Düsseldorf · Das Fahrrad wird individueller, E-Bikes werden kompakter und Rennräder mit Mountainbikes kombiniert. Man gibt wieder mehr Geld für ein neues Rad aus.

Schon der Name klingt eher nach einer motorisierten Maschine als nach einem Fahrrad. Auch äußerlich kommt das Fatbike einem Motorrad sehr nahe. Die Reifen erinnern an die Oberarme eines Bodybuilders. Um ein Rad mit Luft zu füllen, muss man ordentlich pumpen - allein 27 Liter fasst ein Reifen. Die Fatbikes, die es auch motorisiert gibt, sind der neue Trend auf dem Fahrradmarkt. "Sie sind eine Weiterentwicklung der Mountainbikes", sagt Gunnar Fehlau vom Branchenverband "pressedienst Fahrrad". Entwickelt sind die Räder für extrem unwegsames Gelände wie zum Beispiel Schneepisten, Flüsse und Sandwüsten.

Neben Fat- und Mountainbikes sind es vor allem Rennräder und E-Bikes, die in diesem Jahr angesagt sind. Insgesamt gilt, dass die Räder wieder individueller werden. Ein Fahrrad soll nicht nur noch funktional sein, sondern auch schön aussehen. Das Fahrrad wird zudem zu einer Art Alleskönner, das heißt, dass man ein Fahrrad ("All-in-one-Rad") gleichzeitig in der Stadt, im Gelände und im Rennsport nutzen kann. Elemente von verschiedenen Radtypen werden dafür in einem Fahrrad vereint. "Wir werden in Zukunft häufiger Räder sehen zum Beispiel mit Lenkern von Rennrädern, den Rahmen von Mountainbikes und Satteln von Hollandrädern", sagt Fehlau.

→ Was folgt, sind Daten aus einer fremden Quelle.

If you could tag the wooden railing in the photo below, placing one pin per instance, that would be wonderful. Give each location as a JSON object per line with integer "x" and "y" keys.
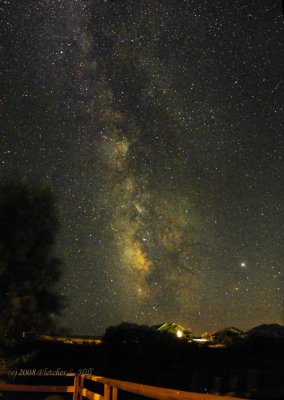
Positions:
{"x": 109, "y": 389}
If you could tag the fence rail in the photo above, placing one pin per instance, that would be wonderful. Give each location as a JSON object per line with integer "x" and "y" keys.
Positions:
{"x": 111, "y": 389}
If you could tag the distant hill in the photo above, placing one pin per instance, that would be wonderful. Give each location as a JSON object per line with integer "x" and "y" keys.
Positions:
{"x": 274, "y": 331}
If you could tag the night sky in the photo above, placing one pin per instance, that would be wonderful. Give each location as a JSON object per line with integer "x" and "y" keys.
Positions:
{"x": 158, "y": 125}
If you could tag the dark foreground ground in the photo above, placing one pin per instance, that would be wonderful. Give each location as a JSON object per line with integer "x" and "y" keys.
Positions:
{"x": 251, "y": 368}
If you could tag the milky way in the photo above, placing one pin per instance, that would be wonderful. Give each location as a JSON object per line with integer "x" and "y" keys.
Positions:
{"x": 159, "y": 128}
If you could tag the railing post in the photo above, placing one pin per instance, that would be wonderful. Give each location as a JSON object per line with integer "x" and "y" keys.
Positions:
{"x": 114, "y": 393}
{"x": 76, "y": 387}
{"x": 107, "y": 392}
{"x": 81, "y": 386}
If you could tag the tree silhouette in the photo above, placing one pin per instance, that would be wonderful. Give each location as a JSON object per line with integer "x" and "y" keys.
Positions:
{"x": 28, "y": 267}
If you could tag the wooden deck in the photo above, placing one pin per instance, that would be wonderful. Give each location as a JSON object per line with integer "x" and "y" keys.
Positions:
{"x": 110, "y": 389}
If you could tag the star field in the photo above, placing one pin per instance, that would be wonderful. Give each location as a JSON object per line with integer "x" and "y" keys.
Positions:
{"x": 158, "y": 126}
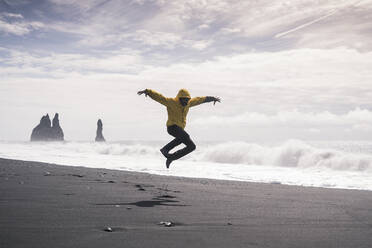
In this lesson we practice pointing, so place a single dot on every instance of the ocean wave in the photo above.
(292, 153)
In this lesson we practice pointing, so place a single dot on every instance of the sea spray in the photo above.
(337, 165)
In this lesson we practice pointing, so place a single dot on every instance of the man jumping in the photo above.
(178, 108)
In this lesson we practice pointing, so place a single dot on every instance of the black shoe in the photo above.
(168, 162)
(164, 152)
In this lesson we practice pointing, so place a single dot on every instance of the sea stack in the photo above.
(45, 131)
(99, 136)
(57, 132)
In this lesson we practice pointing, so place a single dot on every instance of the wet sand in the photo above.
(47, 205)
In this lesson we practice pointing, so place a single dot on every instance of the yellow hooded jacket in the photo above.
(176, 112)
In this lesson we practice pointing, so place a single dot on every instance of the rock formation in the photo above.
(47, 132)
(99, 135)
(57, 132)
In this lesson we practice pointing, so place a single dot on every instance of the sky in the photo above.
(291, 69)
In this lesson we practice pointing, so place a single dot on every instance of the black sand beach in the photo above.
(46, 205)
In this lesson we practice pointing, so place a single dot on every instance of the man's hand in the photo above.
(213, 99)
(142, 92)
(216, 99)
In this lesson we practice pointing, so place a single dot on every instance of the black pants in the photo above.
(180, 137)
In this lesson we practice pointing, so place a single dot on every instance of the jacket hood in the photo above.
(183, 93)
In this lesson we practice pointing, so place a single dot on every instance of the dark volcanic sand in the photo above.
(46, 205)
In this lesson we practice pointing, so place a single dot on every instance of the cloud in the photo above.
(15, 24)
(355, 119)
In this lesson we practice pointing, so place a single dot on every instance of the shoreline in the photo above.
(49, 205)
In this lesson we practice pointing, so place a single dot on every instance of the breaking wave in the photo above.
(290, 154)
(342, 165)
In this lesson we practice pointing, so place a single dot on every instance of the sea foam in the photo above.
(333, 165)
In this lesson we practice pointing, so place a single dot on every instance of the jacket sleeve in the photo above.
(196, 101)
(157, 96)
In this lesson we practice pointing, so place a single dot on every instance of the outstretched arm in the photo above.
(154, 95)
(199, 100)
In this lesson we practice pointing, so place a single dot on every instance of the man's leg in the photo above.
(172, 130)
(181, 137)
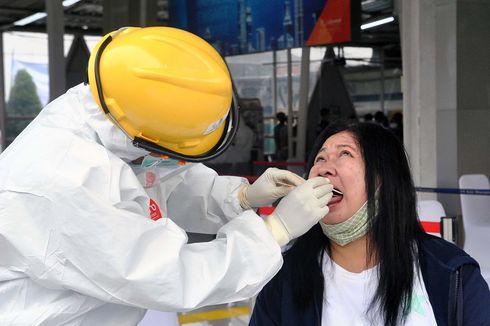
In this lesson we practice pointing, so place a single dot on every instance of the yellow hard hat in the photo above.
(167, 89)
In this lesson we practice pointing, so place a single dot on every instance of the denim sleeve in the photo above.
(476, 298)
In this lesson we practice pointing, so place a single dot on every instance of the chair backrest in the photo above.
(430, 213)
(476, 221)
(475, 208)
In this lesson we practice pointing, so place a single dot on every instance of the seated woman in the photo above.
(368, 262)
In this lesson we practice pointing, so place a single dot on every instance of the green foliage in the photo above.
(23, 102)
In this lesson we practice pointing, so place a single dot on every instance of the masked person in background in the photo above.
(368, 261)
(82, 242)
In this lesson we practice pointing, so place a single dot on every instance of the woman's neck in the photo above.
(353, 257)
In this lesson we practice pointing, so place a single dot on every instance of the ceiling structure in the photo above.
(87, 17)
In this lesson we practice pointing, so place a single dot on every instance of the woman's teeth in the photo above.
(337, 192)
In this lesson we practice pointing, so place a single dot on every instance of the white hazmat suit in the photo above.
(82, 243)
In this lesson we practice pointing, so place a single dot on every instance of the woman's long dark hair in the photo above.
(394, 229)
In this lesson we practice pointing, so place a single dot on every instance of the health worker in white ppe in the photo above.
(81, 240)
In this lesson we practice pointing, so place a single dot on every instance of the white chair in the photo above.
(476, 221)
(430, 213)
(159, 318)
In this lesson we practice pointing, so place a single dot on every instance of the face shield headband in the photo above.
(231, 122)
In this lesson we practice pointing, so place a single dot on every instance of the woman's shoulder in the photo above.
(445, 254)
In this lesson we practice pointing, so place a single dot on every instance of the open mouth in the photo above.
(337, 192)
(337, 196)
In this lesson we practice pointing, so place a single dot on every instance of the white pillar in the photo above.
(446, 86)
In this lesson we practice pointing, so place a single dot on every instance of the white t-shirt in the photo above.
(347, 297)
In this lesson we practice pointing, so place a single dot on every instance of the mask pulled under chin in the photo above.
(349, 230)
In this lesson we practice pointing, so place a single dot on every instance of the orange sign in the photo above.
(334, 24)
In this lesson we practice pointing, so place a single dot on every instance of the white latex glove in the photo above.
(271, 185)
(300, 210)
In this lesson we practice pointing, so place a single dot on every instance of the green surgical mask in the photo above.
(352, 229)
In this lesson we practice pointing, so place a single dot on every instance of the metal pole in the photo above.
(274, 82)
(382, 81)
(3, 110)
(303, 104)
(290, 104)
(56, 30)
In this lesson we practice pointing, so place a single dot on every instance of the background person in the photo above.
(368, 262)
(81, 240)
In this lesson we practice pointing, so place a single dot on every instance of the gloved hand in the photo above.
(271, 185)
(300, 210)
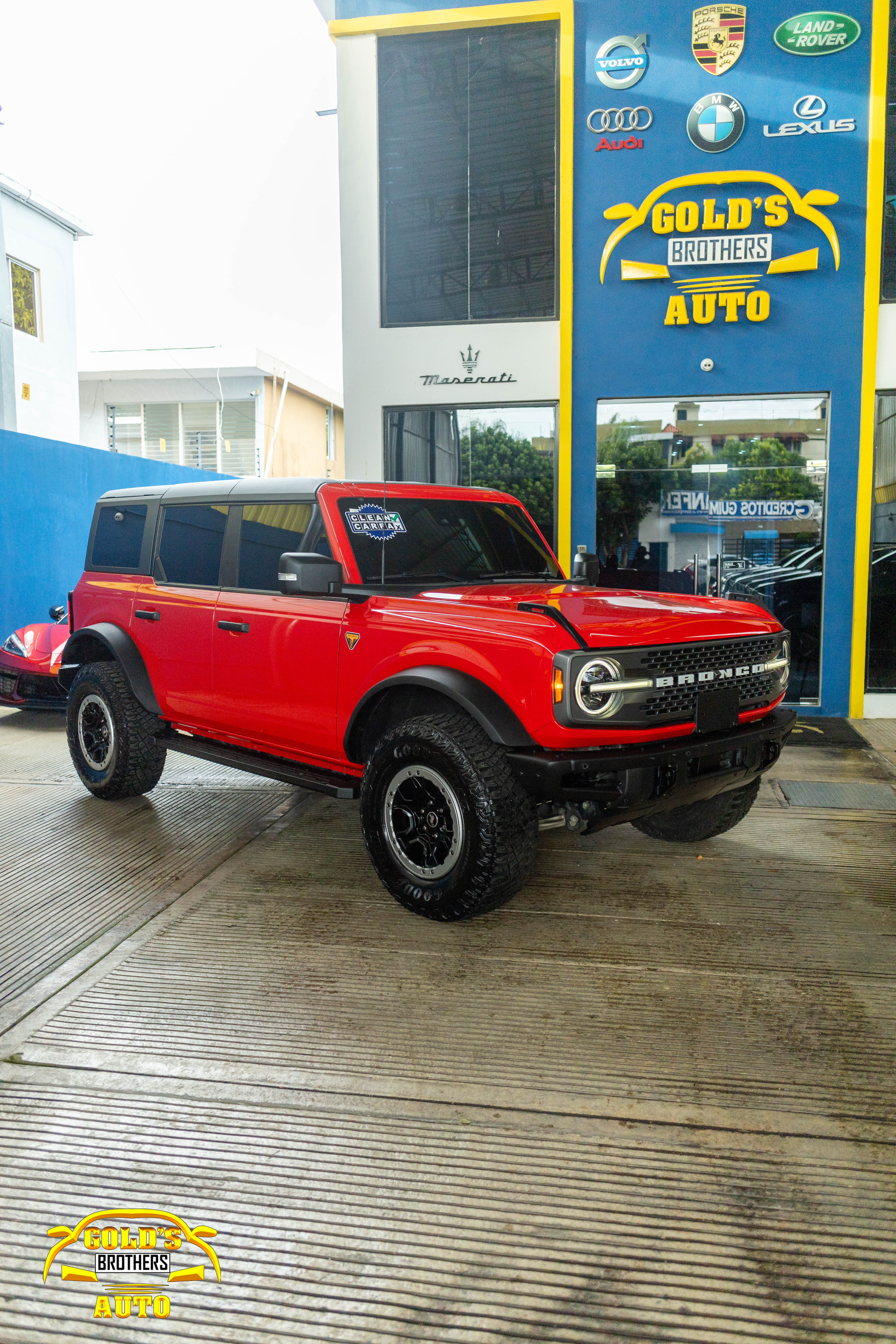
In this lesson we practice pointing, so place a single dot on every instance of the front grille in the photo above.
(682, 701)
(41, 689)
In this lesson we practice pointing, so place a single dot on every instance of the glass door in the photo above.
(721, 498)
(502, 448)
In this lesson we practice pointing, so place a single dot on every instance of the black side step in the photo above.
(258, 763)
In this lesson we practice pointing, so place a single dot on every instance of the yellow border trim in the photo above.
(874, 230)
(473, 17)
(483, 17)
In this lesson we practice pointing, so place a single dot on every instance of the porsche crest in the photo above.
(718, 37)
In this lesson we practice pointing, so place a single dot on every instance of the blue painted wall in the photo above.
(48, 496)
(812, 341)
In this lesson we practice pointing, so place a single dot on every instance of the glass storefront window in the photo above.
(882, 589)
(721, 496)
(888, 249)
(468, 142)
(502, 448)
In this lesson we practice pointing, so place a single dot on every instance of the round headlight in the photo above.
(593, 691)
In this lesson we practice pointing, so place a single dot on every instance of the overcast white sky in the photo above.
(185, 136)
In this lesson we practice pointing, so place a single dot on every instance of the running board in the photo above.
(258, 763)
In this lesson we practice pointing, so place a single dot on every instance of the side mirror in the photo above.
(303, 572)
(586, 569)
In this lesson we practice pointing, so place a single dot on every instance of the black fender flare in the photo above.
(475, 697)
(81, 648)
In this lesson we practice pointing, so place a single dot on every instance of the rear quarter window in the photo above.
(193, 538)
(119, 537)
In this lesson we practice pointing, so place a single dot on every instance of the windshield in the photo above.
(444, 541)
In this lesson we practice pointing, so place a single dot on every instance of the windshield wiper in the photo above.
(545, 576)
(412, 574)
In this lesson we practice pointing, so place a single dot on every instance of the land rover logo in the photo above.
(820, 33)
(717, 123)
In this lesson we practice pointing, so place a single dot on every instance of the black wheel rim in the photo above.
(96, 732)
(422, 822)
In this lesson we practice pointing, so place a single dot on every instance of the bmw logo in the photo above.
(717, 123)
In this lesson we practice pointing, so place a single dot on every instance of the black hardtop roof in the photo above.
(245, 490)
(214, 492)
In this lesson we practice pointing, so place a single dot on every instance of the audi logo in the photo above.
(619, 121)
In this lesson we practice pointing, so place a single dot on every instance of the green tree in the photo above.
(627, 501)
(772, 483)
(506, 463)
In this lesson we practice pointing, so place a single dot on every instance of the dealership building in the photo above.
(628, 264)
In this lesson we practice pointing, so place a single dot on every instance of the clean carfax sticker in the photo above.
(375, 522)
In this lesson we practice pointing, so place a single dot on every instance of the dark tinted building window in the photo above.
(888, 259)
(267, 531)
(193, 538)
(468, 175)
(120, 537)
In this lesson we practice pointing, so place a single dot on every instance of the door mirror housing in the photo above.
(304, 572)
(586, 569)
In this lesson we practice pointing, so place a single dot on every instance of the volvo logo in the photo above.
(810, 105)
(617, 70)
(614, 119)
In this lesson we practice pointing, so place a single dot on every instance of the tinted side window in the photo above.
(120, 537)
(267, 531)
(193, 537)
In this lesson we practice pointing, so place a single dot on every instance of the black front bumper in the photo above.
(632, 781)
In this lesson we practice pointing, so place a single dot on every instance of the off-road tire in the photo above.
(135, 761)
(700, 820)
(499, 822)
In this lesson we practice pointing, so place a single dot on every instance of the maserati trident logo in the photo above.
(469, 361)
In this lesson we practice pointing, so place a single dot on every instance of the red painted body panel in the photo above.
(280, 678)
(45, 642)
(178, 647)
(292, 682)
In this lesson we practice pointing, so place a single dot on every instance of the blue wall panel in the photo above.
(812, 341)
(46, 507)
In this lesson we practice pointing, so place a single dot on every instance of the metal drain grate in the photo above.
(860, 796)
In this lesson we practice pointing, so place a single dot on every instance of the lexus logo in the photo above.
(614, 119)
(810, 105)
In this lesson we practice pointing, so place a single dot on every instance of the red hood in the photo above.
(624, 616)
(44, 639)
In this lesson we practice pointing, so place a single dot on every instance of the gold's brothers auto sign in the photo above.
(718, 233)
(132, 1255)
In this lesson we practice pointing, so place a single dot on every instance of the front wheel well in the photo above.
(390, 709)
(88, 648)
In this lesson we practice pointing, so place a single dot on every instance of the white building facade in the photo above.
(238, 412)
(38, 315)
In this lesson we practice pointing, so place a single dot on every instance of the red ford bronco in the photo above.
(420, 647)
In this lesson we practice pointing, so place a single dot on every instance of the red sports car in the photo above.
(30, 662)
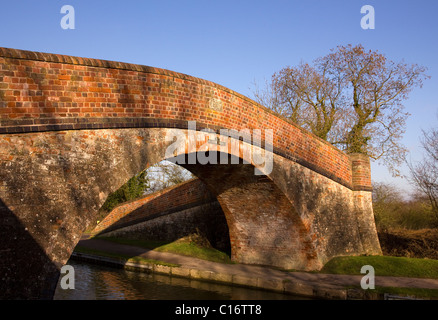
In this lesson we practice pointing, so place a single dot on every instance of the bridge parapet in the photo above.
(51, 92)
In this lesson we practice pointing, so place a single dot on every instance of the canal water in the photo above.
(96, 282)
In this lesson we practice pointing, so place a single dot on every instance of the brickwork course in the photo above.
(73, 129)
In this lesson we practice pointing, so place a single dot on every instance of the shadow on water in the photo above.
(96, 282)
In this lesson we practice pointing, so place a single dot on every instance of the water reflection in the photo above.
(93, 282)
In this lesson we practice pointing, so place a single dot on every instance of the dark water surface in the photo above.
(95, 282)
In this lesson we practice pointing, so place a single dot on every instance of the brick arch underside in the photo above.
(53, 184)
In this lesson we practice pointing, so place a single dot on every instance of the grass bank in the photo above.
(384, 266)
(183, 246)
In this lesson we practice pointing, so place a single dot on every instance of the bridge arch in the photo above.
(72, 130)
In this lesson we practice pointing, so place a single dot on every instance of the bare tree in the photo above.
(424, 175)
(351, 98)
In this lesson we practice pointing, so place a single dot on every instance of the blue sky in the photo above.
(235, 43)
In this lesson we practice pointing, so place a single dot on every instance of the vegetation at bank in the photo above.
(384, 266)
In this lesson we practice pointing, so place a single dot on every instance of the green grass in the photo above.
(384, 266)
(126, 258)
(178, 247)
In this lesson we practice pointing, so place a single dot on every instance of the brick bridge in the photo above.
(72, 130)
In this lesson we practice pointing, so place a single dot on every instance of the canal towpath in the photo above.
(309, 284)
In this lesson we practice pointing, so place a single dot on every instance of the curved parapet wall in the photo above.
(51, 92)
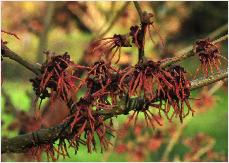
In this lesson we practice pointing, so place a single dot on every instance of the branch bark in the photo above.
(22, 143)
(43, 39)
(188, 52)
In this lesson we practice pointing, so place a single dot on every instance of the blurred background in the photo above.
(71, 27)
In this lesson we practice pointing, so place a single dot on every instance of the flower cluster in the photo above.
(208, 54)
(105, 46)
(57, 79)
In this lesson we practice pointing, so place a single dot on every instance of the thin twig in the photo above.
(218, 31)
(181, 128)
(188, 52)
(23, 142)
(114, 20)
(209, 80)
(6, 52)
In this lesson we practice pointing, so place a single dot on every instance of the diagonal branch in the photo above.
(22, 143)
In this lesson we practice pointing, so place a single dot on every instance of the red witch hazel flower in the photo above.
(57, 79)
(209, 55)
(105, 46)
(177, 95)
(144, 78)
(84, 120)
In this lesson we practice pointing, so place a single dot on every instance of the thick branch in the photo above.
(6, 52)
(24, 142)
(43, 39)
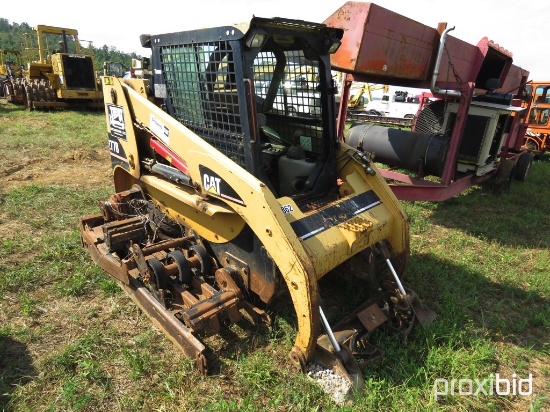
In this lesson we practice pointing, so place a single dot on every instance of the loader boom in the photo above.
(226, 199)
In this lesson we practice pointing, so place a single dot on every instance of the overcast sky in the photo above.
(519, 26)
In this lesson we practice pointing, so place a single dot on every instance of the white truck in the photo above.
(399, 104)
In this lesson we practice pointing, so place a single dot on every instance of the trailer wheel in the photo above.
(504, 177)
(523, 166)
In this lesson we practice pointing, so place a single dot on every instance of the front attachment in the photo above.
(173, 279)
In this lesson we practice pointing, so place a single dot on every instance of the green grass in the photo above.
(70, 340)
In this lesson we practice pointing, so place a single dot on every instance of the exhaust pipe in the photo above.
(434, 89)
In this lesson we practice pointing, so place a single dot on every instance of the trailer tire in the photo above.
(523, 166)
(505, 175)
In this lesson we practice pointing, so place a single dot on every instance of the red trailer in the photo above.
(473, 132)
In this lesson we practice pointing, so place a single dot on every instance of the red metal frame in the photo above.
(380, 46)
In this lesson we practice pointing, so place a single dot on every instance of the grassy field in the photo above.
(70, 340)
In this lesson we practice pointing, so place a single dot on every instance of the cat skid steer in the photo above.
(226, 201)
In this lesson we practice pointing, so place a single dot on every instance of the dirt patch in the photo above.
(81, 168)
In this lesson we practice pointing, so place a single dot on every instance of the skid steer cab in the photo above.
(232, 190)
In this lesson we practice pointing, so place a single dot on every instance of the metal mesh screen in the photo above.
(295, 95)
(202, 88)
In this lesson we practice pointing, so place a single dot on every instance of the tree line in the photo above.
(11, 38)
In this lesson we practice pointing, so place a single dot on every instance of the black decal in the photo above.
(334, 215)
(215, 185)
(118, 156)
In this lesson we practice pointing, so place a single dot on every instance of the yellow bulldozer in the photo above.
(11, 67)
(59, 72)
(226, 201)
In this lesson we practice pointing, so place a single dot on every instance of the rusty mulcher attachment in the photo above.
(174, 280)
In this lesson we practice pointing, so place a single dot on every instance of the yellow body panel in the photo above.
(300, 261)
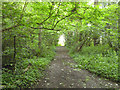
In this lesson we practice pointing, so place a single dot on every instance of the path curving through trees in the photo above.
(62, 73)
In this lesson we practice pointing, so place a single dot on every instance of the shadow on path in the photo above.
(62, 74)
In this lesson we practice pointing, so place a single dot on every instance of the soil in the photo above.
(62, 73)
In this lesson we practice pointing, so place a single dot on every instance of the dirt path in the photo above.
(62, 74)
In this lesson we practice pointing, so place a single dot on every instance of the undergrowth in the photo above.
(24, 79)
(98, 59)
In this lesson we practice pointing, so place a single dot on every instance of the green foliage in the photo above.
(100, 60)
(23, 79)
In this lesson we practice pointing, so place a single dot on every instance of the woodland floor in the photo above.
(61, 73)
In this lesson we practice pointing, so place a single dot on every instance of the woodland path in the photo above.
(61, 73)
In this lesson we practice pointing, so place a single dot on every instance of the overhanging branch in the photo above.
(46, 28)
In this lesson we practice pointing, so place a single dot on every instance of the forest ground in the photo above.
(62, 73)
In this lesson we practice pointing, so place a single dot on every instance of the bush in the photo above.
(92, 59)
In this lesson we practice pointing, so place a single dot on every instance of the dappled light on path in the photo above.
(62, 40)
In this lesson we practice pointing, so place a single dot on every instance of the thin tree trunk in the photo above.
(39, 39)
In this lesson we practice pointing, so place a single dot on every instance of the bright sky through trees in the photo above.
(62, 40)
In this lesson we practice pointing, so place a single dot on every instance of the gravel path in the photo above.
(62, 73)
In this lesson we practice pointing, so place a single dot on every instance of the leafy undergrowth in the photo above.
(98, 60)
(27, 72)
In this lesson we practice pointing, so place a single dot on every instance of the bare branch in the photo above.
(46, 28)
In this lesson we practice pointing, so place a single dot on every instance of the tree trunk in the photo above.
(39, 39)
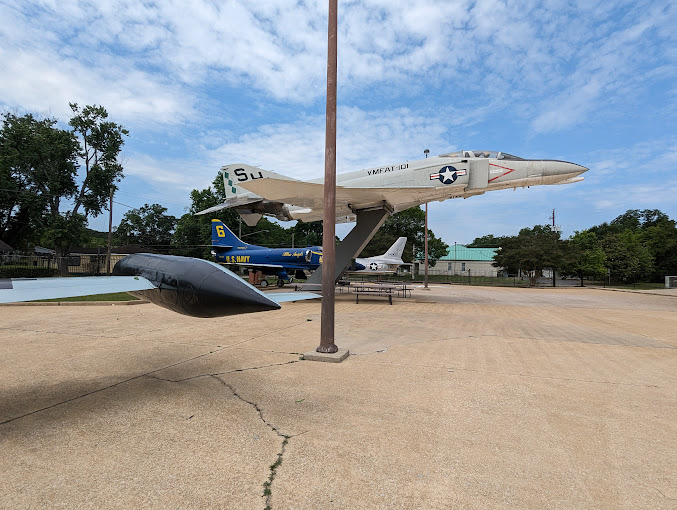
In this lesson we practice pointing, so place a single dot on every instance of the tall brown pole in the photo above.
(110, 231)
(425, 285)
(327, 344)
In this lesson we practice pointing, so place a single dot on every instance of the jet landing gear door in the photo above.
(478, 178)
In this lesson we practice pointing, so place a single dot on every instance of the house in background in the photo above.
(463, 261)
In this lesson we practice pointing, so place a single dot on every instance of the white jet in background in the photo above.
(386, 263)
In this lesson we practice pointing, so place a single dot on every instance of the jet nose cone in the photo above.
(224, 293)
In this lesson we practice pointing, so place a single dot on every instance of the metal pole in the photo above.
(110, 230)
(425, 280)
(327, 344)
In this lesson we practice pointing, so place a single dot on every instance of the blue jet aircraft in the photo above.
(229, 249)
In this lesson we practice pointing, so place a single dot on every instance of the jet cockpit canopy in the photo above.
(480, 154)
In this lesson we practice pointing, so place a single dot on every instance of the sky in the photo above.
(203, 84)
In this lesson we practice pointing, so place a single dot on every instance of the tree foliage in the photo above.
(586, 257)
(38, 168)
(54, 179)
(531, 251)
(147, 226)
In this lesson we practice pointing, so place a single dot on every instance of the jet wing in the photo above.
(283, 297)
(230, 202)
(311, 195)
(249, 264)
(31, 289)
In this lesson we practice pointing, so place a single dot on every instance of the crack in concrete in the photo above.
(223, 373)
(145, 374)
(77, 397)
(267, 485)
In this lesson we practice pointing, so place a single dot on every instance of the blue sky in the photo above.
(203, 84)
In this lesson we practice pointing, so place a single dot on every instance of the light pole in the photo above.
(327, 344)
(425, 256)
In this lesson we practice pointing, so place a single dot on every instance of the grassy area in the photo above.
(116, 296)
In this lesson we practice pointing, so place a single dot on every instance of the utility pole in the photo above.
(110, 229)
(425, 246)
(327, 344)
(425, 279)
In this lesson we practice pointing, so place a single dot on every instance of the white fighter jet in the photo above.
(380, 264)
(368, 196)
(254, 192)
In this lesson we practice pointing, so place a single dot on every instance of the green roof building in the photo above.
(461, 260)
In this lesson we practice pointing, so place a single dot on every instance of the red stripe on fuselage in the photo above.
(503, 174)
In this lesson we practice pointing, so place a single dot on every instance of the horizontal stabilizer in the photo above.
(32, 289)
(230, 203)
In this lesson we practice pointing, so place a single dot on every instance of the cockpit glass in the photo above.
(480, 154)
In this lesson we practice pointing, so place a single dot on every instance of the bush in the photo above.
(27, 272)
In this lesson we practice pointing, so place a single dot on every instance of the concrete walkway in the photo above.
(461, 397)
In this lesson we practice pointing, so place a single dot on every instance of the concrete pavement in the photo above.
(461, 397)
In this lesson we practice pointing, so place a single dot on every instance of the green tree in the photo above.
(38, 168)
(585, 257)
(44, 164)
(626, 258)
(147, 226)
(410, 224)
(531, 251)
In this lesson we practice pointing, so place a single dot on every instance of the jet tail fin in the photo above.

Insgesamt, so haben Branchendienste festgestellt, geben die Kunden wieder mehr Geld für ein Fahrrad aus als noch vor fünf bis zehn Jahren. "Man bekommt heute auch mehr Technologie für sein Geld als damals", sagt Fehlau. Es sei unfassbar viel passiert auf dem Sektor. "Wer sich zuletzt vor zehn Jahren ein Fahrrad gekauft hat, wird sich wundern, wenn er heute in ein Geschäft kommt." Rund 1000 Euro sollte man in ein neues Rad investieren, meint er. Wem das ein bisschen zu viel Geld ist, der sollte sich nach Vorjahresmodellen erkundigen. Gerade bei E-Bikes kann die Ersparnis zwischen 20 und 30 Prozent betragen, sagen Experten. Gegenüber einem neuen Modell mit einem Preis von rund 2000 Euro kann man beim Vorjahresmodell bis zu 25 Prozent sparen. Das bedeutet: Der Rabatt bei einem 2014er Modell kann bis zu 500 Euro betragen. "Die Änderungen ergeben sich aus neuen Designs und aus technischen Entwicklungen. Diese sind aber nur minimal", betont Martin Malzer von der Preissuchmaschine "Geizhals.de".